Polskie diamentowe implanty mogą uratować życie
Naukowcy z AGH zaprojektowali nowatorskie implanty kości twarzy i czaszki. Wynalazek został już zgłoszony do ochrony patentowej.
2012-02-02, 08:53
Zobacz galerię DZIEŃ NA ZDJĘCIACH >>>
W chirurgii urazowej oraz onkologicznej używa się obecnie protez, wokół których często dochodzi do zakażenia bakteryjno-wirusowego. Może to prowadzić do zapalenia opon mózgowych. Zwykle konieczna jest kolejna operacja - pozbycie się implantu i wszczepienie kolejnego.

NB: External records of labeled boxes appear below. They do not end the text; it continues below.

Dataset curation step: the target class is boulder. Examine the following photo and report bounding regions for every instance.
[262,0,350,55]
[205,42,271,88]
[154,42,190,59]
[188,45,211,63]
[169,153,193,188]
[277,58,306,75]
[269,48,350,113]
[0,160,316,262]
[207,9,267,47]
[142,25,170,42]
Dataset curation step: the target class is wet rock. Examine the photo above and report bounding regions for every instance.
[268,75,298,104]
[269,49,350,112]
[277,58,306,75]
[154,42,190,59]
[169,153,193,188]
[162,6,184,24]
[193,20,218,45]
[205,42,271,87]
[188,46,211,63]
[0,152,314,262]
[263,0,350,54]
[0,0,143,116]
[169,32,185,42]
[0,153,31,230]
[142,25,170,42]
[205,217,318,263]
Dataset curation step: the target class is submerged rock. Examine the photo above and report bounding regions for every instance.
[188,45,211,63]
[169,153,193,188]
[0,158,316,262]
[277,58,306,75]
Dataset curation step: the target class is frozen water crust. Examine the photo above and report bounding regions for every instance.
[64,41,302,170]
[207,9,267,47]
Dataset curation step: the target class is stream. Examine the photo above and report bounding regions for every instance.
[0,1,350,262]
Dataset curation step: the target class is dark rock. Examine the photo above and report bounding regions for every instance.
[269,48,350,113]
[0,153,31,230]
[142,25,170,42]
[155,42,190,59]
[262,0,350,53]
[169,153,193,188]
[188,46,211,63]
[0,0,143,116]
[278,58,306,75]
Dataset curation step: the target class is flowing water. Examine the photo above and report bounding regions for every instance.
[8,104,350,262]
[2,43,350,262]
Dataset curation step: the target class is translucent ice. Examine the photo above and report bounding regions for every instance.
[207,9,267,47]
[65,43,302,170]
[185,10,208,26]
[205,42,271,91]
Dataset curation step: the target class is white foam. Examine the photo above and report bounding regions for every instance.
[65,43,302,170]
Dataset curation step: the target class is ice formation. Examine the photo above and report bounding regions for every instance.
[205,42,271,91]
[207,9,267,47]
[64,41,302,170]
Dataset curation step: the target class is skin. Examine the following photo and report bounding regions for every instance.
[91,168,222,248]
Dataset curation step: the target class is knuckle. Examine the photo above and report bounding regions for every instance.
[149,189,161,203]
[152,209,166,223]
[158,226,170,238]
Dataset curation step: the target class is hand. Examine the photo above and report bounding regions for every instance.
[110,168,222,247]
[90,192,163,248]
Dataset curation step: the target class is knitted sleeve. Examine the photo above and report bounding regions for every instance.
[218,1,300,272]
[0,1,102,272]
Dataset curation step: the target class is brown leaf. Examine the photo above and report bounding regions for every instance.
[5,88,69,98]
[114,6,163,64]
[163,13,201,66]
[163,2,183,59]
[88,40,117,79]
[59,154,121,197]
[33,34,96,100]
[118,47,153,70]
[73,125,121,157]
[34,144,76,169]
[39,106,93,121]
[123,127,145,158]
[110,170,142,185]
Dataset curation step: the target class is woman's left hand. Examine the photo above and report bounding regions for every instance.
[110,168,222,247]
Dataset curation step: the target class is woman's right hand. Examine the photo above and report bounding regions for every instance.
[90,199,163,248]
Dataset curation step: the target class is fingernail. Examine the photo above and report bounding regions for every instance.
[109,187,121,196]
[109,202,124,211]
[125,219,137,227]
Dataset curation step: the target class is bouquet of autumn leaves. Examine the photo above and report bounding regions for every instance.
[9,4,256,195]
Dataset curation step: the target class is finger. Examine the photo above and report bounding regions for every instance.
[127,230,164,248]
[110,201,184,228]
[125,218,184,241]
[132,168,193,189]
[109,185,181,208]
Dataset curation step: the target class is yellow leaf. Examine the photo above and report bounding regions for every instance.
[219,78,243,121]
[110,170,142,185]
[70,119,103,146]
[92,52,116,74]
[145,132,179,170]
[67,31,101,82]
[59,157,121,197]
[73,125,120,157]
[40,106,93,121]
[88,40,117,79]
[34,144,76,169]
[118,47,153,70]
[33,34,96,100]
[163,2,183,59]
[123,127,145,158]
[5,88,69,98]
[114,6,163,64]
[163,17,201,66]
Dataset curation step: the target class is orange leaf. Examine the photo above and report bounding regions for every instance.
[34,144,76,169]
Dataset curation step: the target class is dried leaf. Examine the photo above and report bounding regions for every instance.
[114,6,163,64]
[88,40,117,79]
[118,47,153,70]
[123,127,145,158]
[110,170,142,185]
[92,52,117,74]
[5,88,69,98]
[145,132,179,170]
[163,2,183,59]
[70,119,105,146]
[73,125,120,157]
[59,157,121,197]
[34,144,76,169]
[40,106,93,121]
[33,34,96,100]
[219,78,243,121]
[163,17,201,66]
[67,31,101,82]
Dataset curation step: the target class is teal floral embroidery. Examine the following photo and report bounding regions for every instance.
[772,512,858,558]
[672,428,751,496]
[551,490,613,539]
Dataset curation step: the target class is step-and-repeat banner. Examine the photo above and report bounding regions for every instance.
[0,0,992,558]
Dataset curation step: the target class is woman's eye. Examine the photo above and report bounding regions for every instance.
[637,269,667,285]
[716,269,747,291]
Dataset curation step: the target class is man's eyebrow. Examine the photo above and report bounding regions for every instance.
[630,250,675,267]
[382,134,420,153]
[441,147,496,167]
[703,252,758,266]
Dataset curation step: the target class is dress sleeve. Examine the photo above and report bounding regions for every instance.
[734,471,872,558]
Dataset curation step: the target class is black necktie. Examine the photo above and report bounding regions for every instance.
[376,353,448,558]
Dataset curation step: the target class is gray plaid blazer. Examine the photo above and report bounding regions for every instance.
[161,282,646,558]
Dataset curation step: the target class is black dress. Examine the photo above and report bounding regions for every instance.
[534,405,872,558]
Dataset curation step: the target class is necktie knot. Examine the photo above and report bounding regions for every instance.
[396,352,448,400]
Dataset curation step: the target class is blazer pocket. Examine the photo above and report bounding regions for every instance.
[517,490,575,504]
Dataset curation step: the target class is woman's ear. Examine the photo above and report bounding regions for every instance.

Czas odgrywa tutaj wielką rolę - pisze "Dziennik Polski".
Naukowcy z AGH chcą ulepszyć technikę tworzenia protez i proponują - w miejsce powszechnie używanych tytanowych implantów - wprowadzić niestosowany dotąd materiał. Jak zauważa prof. Jacek Rońda z Wydziału Inżynierii Metali i Informatyki Przemysłowej Akademii Górniczo-Hutniczej, który kieruje zespołem naukowców pracujących nad projektem, protezy tworzone z tytanu nie zawsze są bezpieczne i biozgodne, co w efekcie może spowodować odrzucenie materiału implantu przez organizm.
Przez ostatni rok naukowcy pracowali nad wygładzeniem protez. Sposób, w jaki to osiągnęli został zgłoszony do opatentowania. Trwają teraz badania kliniczne.